This is an excerpt from the chapter titled "An Unqualified Savior":
I believe many Trump followers are making the same mistake Obama followers made and that President-elect Biden followers might be making. In MGA Vol I, I wrote at length about our need to elevate our president to almost Savior status. We elect them because of a particular characteristic on the resume, whether it’s race, gender, military service, business, academic or other credentials, and then we expect them to solve the national debt, lower our taxes, halt pandemics, stop wars, etc. It’s a recipe for failure. Though we should have high expectations for the person elected to our highest office, many of our expectations exceed the ability of any single human to achieve. Our trust should always rest first in God, and then we hope that our elected leaders seek the face and wisdom of God and surround themselves with wise advisors. Here’s an excerpt from a chapter in MGA Vol 1 entitled “Give Us a King—The Search for a Champion.
…In many areas of life, we are looking for a "larger than life hero," a "god," small "g" to cheer for, rely on, save the day – this includes the arena of politics. It seems that we believe if we pick the right "champion" and put him or her in office, that it will solve all our problems.
…Most recently, in America's political history, we have searched for champions from a particular party, from a specific race, particular sex, or walk of life. The modern-day call for a political champion sounds like this: if we had a Republican President, a Democratic President, a young president, a successful businessman as president, a black president, a female president, someone outside the established political machine as president, etc.—all of our problems would be solved.
The champion premise is a faulty and idolatrous premise and is as old as the Bible. It's as old as King Saul. God established a system of Judges to rule over Israel, but the people wanted something else. They saw that other nations had a champion, a king, and demanded a king for themselves.”

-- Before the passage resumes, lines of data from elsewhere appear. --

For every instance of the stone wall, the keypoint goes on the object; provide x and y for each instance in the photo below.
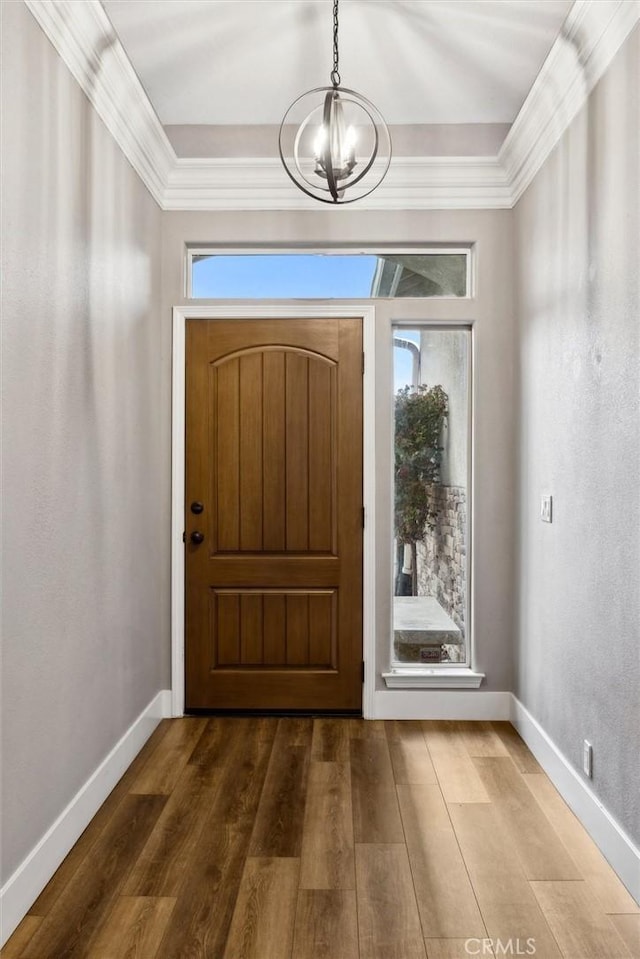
(442, 557)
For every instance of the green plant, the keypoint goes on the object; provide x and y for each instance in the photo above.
(419, 417)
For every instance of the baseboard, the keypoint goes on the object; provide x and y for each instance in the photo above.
(30, 878)
(440, 704)
(618, 848)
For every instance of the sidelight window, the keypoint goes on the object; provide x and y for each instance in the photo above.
(284, 275)
(431, 495)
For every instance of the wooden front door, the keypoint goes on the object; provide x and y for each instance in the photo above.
(274, 514)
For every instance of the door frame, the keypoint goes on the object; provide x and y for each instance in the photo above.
(178, 380)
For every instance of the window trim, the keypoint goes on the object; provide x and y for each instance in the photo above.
(211, 249)
(440, 675)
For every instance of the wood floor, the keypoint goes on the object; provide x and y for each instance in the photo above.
(235, 838)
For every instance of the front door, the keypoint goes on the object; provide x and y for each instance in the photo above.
(274, 514)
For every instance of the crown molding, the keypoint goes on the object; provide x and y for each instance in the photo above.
(86, 41)
(412, 183)
(590, 37)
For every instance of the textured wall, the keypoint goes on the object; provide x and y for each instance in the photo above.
(85, 537)
(578, 231)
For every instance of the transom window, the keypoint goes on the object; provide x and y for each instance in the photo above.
(284, 275)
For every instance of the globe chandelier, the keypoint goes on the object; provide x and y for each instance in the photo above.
(334, 143)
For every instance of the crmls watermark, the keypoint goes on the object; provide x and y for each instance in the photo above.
(500, 947)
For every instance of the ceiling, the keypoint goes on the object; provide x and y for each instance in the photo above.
(419, 61)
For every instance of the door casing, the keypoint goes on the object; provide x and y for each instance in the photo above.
(261, 311)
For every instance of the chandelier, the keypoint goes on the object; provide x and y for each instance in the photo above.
(333, 142)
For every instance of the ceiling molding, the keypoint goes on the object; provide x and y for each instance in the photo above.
(418, 183)
(86, 41)
(591, 36)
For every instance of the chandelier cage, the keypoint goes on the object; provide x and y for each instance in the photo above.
(333, 141)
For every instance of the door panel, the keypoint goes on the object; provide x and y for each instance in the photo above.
(274, 452)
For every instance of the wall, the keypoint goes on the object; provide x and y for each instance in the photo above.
(85, 538)
(492, 310)
(578, 231)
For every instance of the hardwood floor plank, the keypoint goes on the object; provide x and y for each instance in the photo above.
(517, 748)
(294, 731)
(326, 925)
(446, 901)
(376, 817)
(65, 932)
(278, 826)
(457, 775)
(159, 870)
(456, 949)
(94, 830)
(239, 789)
(594, 868)
(524, 925)
(533, 837)
(330, 743)
(133, 929)
(220, 736)
(581, 928)
(367, 729)
(202, 916)
(409, 754)
(200, 921)
(163, 768)
(263, 920)
(327, 859)
(509, 908)
(628, 928)
(388, 920)
(15, 946)
(481, 739)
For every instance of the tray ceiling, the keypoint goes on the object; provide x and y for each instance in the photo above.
(420, 61)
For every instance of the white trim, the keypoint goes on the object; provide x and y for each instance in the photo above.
(440, 704)
(440, 677)
(177, 511)
(617, 847)
(30, 878)
(591, 35)
(256, 311)
(259, 183)
(85, 39)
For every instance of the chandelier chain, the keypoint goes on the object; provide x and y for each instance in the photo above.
(335, 73)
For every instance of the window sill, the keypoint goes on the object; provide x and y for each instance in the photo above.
(460, 678)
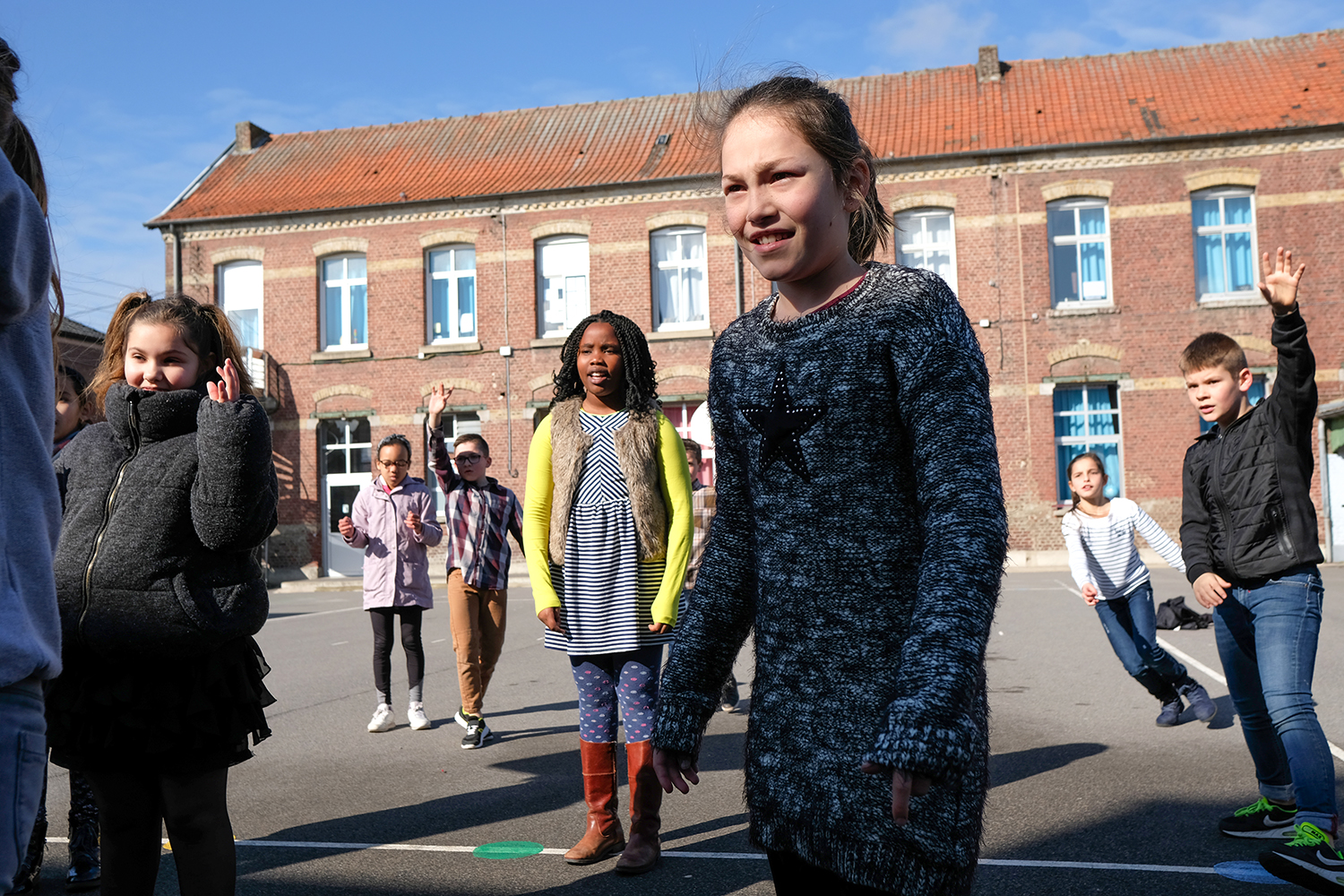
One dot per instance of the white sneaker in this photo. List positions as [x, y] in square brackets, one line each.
[382, 720]
[416, 715]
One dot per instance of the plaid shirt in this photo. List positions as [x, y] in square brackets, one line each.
[703, 498]
[478, 519]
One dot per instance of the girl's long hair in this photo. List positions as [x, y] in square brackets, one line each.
[1069, 473]
[822, 117]
[204, 328]
[642, 387]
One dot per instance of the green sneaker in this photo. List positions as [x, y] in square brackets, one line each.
[1308, 860]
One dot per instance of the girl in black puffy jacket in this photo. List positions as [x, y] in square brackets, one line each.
[160, 591]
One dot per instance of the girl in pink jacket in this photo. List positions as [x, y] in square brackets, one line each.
[392, 519]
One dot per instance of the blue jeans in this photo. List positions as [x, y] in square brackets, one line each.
[1266, 638]
[1131, 624]
[23, 759]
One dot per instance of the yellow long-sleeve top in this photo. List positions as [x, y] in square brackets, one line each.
[675, 485]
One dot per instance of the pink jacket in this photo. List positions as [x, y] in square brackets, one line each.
[395, 563]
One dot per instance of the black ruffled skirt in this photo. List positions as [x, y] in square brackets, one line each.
[180, 716]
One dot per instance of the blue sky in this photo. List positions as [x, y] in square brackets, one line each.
[128, 102]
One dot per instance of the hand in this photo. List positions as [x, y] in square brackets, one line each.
[437, 402]
[675, 770]
[1279, 284]
[1211, 590]
[228, 389]
[903, 786]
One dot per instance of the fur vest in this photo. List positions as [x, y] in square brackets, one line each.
[637, 452]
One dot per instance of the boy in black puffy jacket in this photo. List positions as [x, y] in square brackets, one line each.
[1250, 547]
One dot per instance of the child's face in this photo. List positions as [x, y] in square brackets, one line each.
[159, 360]
[601, 368]
[69, 410]
[472, 461]
[1218, 394]
[781, 201]
[394, 463]
[1088, 479]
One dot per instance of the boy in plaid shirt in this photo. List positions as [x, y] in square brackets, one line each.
[478, 514]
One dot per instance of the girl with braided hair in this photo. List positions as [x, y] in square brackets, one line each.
[607, 530]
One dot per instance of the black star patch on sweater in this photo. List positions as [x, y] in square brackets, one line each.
[781, 424]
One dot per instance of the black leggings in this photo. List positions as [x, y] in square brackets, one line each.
[132, 810]
[382, 619]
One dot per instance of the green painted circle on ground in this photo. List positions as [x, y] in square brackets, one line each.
[507, 849]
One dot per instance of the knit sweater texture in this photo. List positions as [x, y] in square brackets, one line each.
[860, 533]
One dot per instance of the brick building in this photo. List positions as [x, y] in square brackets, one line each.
[1093, 214]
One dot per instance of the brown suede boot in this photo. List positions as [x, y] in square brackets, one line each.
[642, 855]
[604, 837]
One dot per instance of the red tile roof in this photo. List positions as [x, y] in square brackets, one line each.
[1185, 91]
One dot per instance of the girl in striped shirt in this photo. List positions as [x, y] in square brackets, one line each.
[1105, 563]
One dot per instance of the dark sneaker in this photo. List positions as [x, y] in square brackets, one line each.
[478, 732]
[728, 697]
[1171, 713]
[1308, 860]
[1199, 702]
[1262, 820]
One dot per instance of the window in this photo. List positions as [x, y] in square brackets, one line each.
[679, 290]
[561, 284]
[1088, 419]
[1255, 394]
[1225, 242]
[927, 241]
[453, 426]
[238, 288]
[1080, 252]
[452, 295]
[344, 303]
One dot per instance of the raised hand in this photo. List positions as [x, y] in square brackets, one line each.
[228, 387]
[1279, 281]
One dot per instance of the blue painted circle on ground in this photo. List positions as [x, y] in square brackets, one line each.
[1247, 872]
[508, 849]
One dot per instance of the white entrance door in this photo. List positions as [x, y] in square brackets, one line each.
[346, 450]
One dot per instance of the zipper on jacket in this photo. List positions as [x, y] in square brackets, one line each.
[109, 503]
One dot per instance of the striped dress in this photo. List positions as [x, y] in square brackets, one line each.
[607, 592]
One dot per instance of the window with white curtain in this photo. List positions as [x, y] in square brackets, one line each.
[344, 303]
[679, 288]
[562, 284]
[451, 285]
[1080, 252]
[927, 239]
[238, 290]
[1225, 242]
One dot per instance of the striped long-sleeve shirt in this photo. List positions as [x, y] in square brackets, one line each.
[1102, 551]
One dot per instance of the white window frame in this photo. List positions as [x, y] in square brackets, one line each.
[344, 284]
[233, 300]
[917, 218]
[570, 320]
[454, 277]
[1075, 204]
[680, 265]
[1222, 230]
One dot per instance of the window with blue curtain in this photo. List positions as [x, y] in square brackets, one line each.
[1225, 242]
[1080, 250]
[1088, 419]
[1254, 395]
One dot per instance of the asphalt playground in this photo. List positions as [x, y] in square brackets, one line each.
[1088, 796]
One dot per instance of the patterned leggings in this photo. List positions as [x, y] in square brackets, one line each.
[605, 678]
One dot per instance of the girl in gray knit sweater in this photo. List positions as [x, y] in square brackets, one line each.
[860, 528]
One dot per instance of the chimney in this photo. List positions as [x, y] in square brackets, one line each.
[986, 69]
[247, 137]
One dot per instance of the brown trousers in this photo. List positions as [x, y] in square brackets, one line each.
[478, 621]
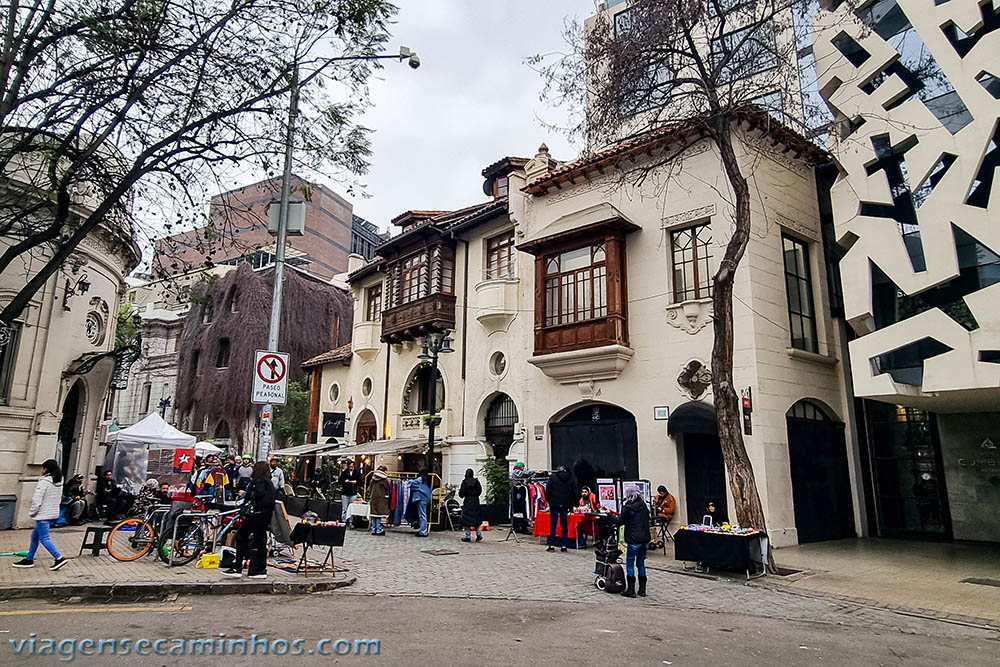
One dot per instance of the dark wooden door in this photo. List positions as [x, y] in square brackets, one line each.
[821, 484]
[704, 475]
[596, 448]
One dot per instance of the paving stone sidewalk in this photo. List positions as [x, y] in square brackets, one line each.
[398, 564]
[103, 575]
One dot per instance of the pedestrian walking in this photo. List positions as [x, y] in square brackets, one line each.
[45, 510]
[420, 494]
[349, 480]
[378, 499]
[635, 518]
[470, 491]
[561, 496]
[277, 475]
[251, 538]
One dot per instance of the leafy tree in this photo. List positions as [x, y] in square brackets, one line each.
[127, 325]
[708, 70]
[125, 113]
[497, 480]
[291, 420]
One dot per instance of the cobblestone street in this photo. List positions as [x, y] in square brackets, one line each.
[397, 565]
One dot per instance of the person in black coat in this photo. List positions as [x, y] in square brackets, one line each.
[251, 538]
[561, 494]
[470, 491]
[635, 518]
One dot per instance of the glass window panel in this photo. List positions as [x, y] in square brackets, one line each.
[574, 260]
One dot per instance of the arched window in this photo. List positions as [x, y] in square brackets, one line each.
[500, 419]
[417, 396]
[807, 410]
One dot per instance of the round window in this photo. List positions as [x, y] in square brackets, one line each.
[498, 363]
[94, 328]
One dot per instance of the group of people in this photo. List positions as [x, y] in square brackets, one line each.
[639, 532]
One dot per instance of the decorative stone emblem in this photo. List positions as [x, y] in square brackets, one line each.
[695, 379]
[690, 316]
[94, 328]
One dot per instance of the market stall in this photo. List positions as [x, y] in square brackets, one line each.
[149, 448]
[580, 523]
[723, 547]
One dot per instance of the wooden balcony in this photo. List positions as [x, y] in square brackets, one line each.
[412, 320]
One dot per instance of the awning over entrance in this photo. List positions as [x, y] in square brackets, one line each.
[395, 446]
[693, 417]
[304, 450]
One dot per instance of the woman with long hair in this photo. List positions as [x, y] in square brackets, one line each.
[251, 538]
[45, 510]
[470, 491]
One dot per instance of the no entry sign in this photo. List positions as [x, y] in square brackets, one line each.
[270, 377]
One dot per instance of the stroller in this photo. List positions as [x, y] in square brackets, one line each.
[607, 555]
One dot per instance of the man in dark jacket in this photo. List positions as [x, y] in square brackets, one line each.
[635, 518]
[561, 494]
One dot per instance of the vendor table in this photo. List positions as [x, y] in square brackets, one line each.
[580, 523]
[310, 535]
[726, 551]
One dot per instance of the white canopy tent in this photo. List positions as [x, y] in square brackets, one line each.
[152, 430]
[129, 453]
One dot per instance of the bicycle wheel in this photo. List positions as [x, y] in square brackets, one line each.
[188, 545]
[130, 540]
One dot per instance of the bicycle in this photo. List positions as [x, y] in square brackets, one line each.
[188, 537]
[132, 538]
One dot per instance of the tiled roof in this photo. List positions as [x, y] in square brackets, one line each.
[336, 354]
[649, 141]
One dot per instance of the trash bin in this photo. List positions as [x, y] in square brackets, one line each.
[7, 502]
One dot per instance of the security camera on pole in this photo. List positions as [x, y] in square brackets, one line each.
[271, 367]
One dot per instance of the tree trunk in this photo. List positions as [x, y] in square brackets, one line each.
[746, 498]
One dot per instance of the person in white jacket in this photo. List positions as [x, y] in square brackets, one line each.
[45, 510]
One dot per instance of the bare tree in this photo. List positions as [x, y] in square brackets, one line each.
[694, 71]
[126, 112]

…With President Trump, I saw evangelicals trying to take a man who clearly wasn’t a person of faith and downplay that aspect of his character and qualifications while simultaneously touting that he was going to be God’s instrument to Make America Great Again. I think that set a dangerous precedent. I think we should always push to nominate and elect leaders that have faith in God, who demonstrate some measure of humility before God. As I have written in two previous books and in this volume, I think that bar was lowered with President Trump based in large part to our evangelical leaders’ loyalty to the Republican party and to some unmeasurable extent to the degree that they shared the same conscious and unconscious biases that President Trump does.